舟筏已经妥当,铜车牛马也都上了舟筏,巨形水马下水待发,可在最前锋的铜车“无忧”上,众首领都还不肯下令出发。
苍长老说:“台侯,再不走,就误了吉时了。”
“等一下,再等一下。”
“有莘哥哥,你还在等什么呢?”芈压骑着驺吾,兴致勃勃地在搬到舟筏上的铜车顶跳来跳去,从这驾车顶跳到那驾车顶,看来已经完全恢复了活力。
“桑谷隽,是吧?”说话的是江离。
“桑哥哥?他会来吗?”
“五五之数。”羿令符说。
“十二分把握!”有莘不破高声叫道,“他一定会来的!”
芈压嘟起嘴还想说什么,远处一个声音飘来:“真感动啊!感动得我直起鸡皮疙瘩。”
有莘不破一听几乎跳了起来,得意扬扬地道:“看!我说他一定会来的,不是吗?他怎么会舍得我们,对吧。”
“得了吧你,我只是来给你们送行。”桑谷隽骑着独,从岸边的土地上浮了出来,左边是左招财,右边是右进宝。
有莘不破冲他眨眨眼睛:“不是吧,你就算舍得我,难道还舍得那阵风?那阵风可是往西边刮去的呀。”
桑谷隽突然有点腼腆,但随即扬起了头:“就算要找风找雨,我自己也去得。”
江离突然道:“你若不想与我们为伍,为什么还要弄出一辆和我们商队铜车大小相类的车来?”
“车?”有莘不破说,“什么车?我怎么没看见。”
桑谷隽笑道:“因为你眼睛有毛病!”他看了看江离,说:“人家都说羿兄眼睛毒,我看你也不比他差。”说话时桑谷隽等三人渐渐升高,他们脚下浮出一辆石头车来,果然和有穷的铜车一般大小。车由几头面目蠢钝的巨大地鼠托着,看样子这车竟能够穿山入石。
芈压见这辆石车竟然可以潜地如入水,大感兴趣,骑着驺吾跳了过来敲打玩弄。有莘不破说:“我虽然没料到你会带这样一辆车来,不过还是为你准备了一只大筏。”
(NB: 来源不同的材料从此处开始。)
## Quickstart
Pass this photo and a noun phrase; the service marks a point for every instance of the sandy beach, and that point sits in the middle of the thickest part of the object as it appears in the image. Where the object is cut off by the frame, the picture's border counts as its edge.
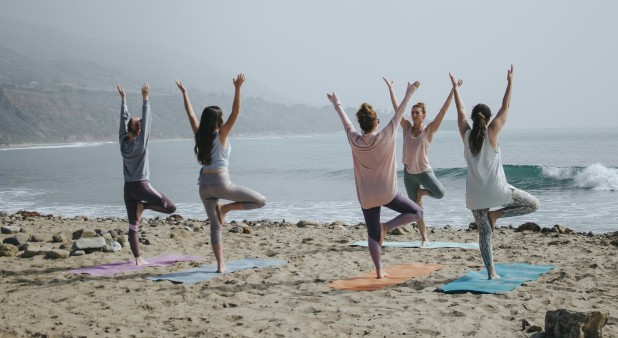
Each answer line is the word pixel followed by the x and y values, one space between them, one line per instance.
pixel 38 298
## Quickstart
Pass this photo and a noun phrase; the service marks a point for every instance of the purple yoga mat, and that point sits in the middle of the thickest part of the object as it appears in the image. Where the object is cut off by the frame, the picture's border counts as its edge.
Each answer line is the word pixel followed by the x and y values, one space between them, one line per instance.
pixel 125 266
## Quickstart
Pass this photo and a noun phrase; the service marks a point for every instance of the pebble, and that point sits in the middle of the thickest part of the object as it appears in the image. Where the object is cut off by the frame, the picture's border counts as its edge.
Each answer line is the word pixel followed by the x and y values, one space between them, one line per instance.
pixel 10 229
pixel 57 254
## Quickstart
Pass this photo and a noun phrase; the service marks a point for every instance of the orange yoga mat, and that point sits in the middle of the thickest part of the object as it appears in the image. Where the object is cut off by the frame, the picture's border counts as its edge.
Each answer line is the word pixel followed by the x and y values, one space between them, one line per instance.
pixel 397 274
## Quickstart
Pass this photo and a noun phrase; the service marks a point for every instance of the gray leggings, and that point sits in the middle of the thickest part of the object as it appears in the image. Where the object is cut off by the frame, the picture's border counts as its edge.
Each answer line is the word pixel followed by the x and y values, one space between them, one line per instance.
pixel 425 180
pixel 218 186
pixel 523 203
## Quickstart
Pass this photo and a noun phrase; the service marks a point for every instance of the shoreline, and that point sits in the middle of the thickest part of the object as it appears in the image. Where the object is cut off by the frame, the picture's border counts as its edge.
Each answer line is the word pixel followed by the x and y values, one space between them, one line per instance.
pixel 39 298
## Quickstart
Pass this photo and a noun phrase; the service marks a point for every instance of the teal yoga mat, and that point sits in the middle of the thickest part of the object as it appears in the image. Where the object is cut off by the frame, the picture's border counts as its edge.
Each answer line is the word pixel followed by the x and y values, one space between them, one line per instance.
pixel 208 272
pixel 417 244
pixel 512 275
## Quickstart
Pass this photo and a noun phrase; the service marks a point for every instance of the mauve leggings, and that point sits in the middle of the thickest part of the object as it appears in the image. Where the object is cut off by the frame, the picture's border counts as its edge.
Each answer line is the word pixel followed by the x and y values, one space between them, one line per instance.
pixel 409 212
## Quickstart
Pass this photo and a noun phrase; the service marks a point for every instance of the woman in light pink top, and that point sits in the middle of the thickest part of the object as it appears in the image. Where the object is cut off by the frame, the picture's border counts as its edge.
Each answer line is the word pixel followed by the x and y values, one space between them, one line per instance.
pixel 418 176
pixel 375 172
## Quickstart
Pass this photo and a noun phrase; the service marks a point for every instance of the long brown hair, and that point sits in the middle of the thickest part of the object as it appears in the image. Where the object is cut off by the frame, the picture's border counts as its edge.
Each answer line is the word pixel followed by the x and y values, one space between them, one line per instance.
pixel 366 117
pixel 210 121
pixel 480 118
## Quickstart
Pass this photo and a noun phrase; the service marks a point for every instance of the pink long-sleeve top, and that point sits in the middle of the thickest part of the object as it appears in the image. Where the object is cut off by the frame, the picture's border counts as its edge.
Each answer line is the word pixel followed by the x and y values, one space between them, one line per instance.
pixel 373 154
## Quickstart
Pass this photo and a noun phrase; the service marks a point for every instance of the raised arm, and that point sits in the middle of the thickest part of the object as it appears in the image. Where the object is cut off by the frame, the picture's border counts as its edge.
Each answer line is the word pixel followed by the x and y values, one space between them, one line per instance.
pixel 188 108
pixel 347 124
pixel 124 114
pixel 146 119
pixel 412 87
pixel 391 91
pixel 494 128
pixel 226 129
pixel 434 125
pixel 462 121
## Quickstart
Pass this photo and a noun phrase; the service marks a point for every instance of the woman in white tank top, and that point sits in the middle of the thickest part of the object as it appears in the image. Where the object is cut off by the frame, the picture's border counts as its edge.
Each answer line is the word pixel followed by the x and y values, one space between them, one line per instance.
pixel 418 176
pixel 486 185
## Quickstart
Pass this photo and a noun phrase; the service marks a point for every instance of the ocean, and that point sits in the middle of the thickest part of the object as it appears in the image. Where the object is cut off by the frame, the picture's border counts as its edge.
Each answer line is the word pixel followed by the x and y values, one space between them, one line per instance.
pixel 573 172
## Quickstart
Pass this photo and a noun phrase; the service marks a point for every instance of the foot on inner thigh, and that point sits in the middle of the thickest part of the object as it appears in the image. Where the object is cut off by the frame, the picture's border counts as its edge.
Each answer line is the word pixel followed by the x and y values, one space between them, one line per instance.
pixel 419 196
pixel 492 216
pixel 493 276
pixel 139 211
pixel 220 214
pixel 383 231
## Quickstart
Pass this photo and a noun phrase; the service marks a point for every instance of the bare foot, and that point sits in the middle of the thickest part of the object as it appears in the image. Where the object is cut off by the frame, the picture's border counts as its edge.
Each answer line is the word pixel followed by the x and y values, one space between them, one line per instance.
pixel 139 211
pixel 494 276
pixel 220 214
pixel 383 231
pixel 221 268
pixel 492 216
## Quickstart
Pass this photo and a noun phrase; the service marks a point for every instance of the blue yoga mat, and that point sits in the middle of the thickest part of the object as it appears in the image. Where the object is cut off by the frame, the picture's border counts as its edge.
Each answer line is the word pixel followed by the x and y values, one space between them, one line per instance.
pixel 417 244
pixel 207 272
pixel 512 275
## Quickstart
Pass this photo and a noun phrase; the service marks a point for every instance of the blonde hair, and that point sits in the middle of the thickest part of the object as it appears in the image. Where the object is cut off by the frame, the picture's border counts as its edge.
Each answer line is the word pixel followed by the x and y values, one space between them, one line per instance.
pixel 366 117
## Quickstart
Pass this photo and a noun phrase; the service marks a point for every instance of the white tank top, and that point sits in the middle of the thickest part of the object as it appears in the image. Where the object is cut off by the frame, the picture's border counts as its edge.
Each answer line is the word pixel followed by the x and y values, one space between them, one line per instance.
pixel 486 185
pixel 415 151
pixel 219 154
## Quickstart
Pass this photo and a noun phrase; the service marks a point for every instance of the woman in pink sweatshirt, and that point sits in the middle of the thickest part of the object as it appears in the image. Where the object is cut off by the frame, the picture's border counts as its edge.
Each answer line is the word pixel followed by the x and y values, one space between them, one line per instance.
pixel 375 172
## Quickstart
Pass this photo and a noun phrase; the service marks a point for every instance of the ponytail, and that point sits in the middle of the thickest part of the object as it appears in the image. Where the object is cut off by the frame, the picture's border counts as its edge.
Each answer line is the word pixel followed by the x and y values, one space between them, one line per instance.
pixel 210 122
pixel 480 118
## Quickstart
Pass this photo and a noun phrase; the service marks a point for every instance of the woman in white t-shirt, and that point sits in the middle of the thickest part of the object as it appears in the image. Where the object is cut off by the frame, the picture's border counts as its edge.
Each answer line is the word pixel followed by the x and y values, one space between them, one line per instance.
pixel 486 185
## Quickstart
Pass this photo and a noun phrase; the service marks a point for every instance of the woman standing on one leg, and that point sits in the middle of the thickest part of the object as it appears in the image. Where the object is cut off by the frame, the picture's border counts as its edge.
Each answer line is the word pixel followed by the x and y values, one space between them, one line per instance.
pixel 138 193
pixel 418 176
pixel 375 172
pixel 486 185
pixel 213 150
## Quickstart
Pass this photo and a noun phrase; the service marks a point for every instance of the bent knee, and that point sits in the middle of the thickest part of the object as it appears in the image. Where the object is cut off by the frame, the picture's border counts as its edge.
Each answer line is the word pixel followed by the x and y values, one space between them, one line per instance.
pixel 420 213
pixel 261 202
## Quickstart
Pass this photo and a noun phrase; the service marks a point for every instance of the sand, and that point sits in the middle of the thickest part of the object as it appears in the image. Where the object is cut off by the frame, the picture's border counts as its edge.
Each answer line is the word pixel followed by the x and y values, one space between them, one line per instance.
pixel 38 298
“用不着。”桑谷隽一跃跳上了“无忧”车,左招财、右进宝驱使石车“无碍”,蓦地穿石而入,消失在江岸边的群山之中,把旁边的芈压吓了一跳。
桑谷隽说:“我们在水上走,我的‘无碍’会在岸边紧紧跟着的,我就怕这舟筏走得太慢了。”
负责轮流拉‘无忧’逆江而上的水马,是伯嘉鱼所借七十二匹水马里最大的两匹。它们是蜀国的两匹通灵兽,听到桑谷隽这话一齐发出像人一样的呼喊。桑谷隽是见过它们的,也不理会它们。有莘不破忙叫道:“出发!起航!”
“出发!起航!”苍长老令旗挥动,拉着“无忧”的水马趁着气势分水破浪,后面的水马虽然略不及它们的神力,但跟在“无忧”后面,阻力较小,也尽可跟得上。左边沿岸,火鸦托着芈压的厨房“一品居”凌空飞行;右边沿岸,桑谷隽的石车“无碍”时或出现在山石阴影间。蜀国来看热闹的老百姓目送这传奇的商队溯江远去,有的祝福,有的赞叹,有的发愣,有的留恋。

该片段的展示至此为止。